Dr. Volpe dusted the leaves of a palm, and standing back, surveyed its effect against the autumnal window. He could see down toward the hothouse, and the chestnuts and oaks of the wood. This was a pleasing view and might be that of any country retreat.
A knock on the outer door alerted him and he pulled a child’s sulky face.
His housekeeper entered.
“The gentleman from the theater, Dr. Volpe.”
Dr. Volpe had forgotten.
His face of distaste became harder and more adult.
“Very well, you may send him in.”
Dr. Volpe paused beside the case with the new butterfly in it. He would linger just long enough to show the visitor what was important, and proper.
But the visitor, the blustering gentleman from the Goddess of Tragedy, launched at once into a speech, not waiting to be asked.
“We are delighted that you’ll do as we desired, Dr. Volpe. This will render my actors a great service. And in the course of art –”
“It is a disgrace,” said Volpe, his face swollen now. “To bring sightseers here. As if into a zoological garden. These people are my patients.”
“Quite, quite.” The visitor brushed Volpe’s words and stance aside. “But as you’re aware, the minister has overridden your objection. I’m sure you don’t set yourself above him, doctor.”
Volpe was ruffled. He was at the mercy of upperlings and underlings.
“If he thinks so. I’m not certain the minister was correctly informed.”
“Oh, quite correctly.”
“To have your troupe here, staring at these poor deranged souls.”
“What harm can it do?” said the agent from the theater. “And so much good. The lunatics won’t notice, I expect. And for my actors, an invaluable help in the preparation of the mad scene for our next production.”
“I dissociate myself from the proceeding,” said Dr. Volpe.
“Of course. I suppose your warders are capable of overseeing the affair.”
Dr. Volpe imagined his warders poking the mad people with sticks, forcing them to caper and wail to interest the actors. But they would do it, too, if he was present, and then there would be the shame of it. The warders would expect to receive large tips.
He did not offer the agent refreshment, and when he was gone, Dr.
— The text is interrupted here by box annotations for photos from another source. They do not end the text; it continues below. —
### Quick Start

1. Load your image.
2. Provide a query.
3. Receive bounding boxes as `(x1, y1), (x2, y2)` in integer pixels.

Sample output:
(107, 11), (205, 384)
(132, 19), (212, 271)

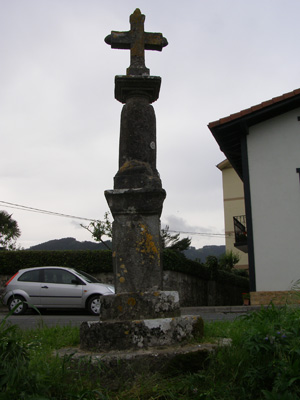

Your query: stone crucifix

Volpe walked among his birds’ eggs, caressing their smoothness (each a tiny coffin, but he did not consider that).
Soon after dawn, the dormitory was unlocked and the women were hustled out again, down to the common rooms. Today it was not the same.
Marie Tante, and the wardress Bettile, stood at the doorway. They took hold of Judit at once. “This one,” they said, “she’s much admired.”
The other women, thinking Judit had been singled out for some therapy (punishment), shied away, all but Hilde.
Marie Tante reached and gripped Hilde’s arm.
“This is a pretty one. Look how quickly her hair’s grown back. You’ll have to be shorn again, my lady.”
Hilde hung speechless in her grasp. But now Bettile grabbed two other girls from among the women.
“These will do. For the pretty ones.”
“Hah! They’ll pass.”
The four chosen women and the one other Bettile hauled out, who whimpered and then sobbed, they led away along the corridor to a big tiled area.
Hilde felt again the invasion of terror. This was like the white room in which she had been tortured. She could recall very little of it, but she had thought that she died there, and came back very changed.
“Don’t be afraid,” Judit said sternly.
The warders told them to take off their garments. Judit removed hers almost blithely. Despite her captivity, she was still very beautiful, and though her breasts were not those of a girl, they were full as two blown roses.
Marie Tante jeered at Judit: “Not bad for an old whore.”
But Judit laughed, and Marie Tante turned her attention to the other women.
These were malformed and undernourished, or oddly fatty, their bodies blemished by moles and pimples, inner subsidences of the flesh.
Hilde was ashamed to bare herself, and Bettile charged at her and ripped the clothes off her body.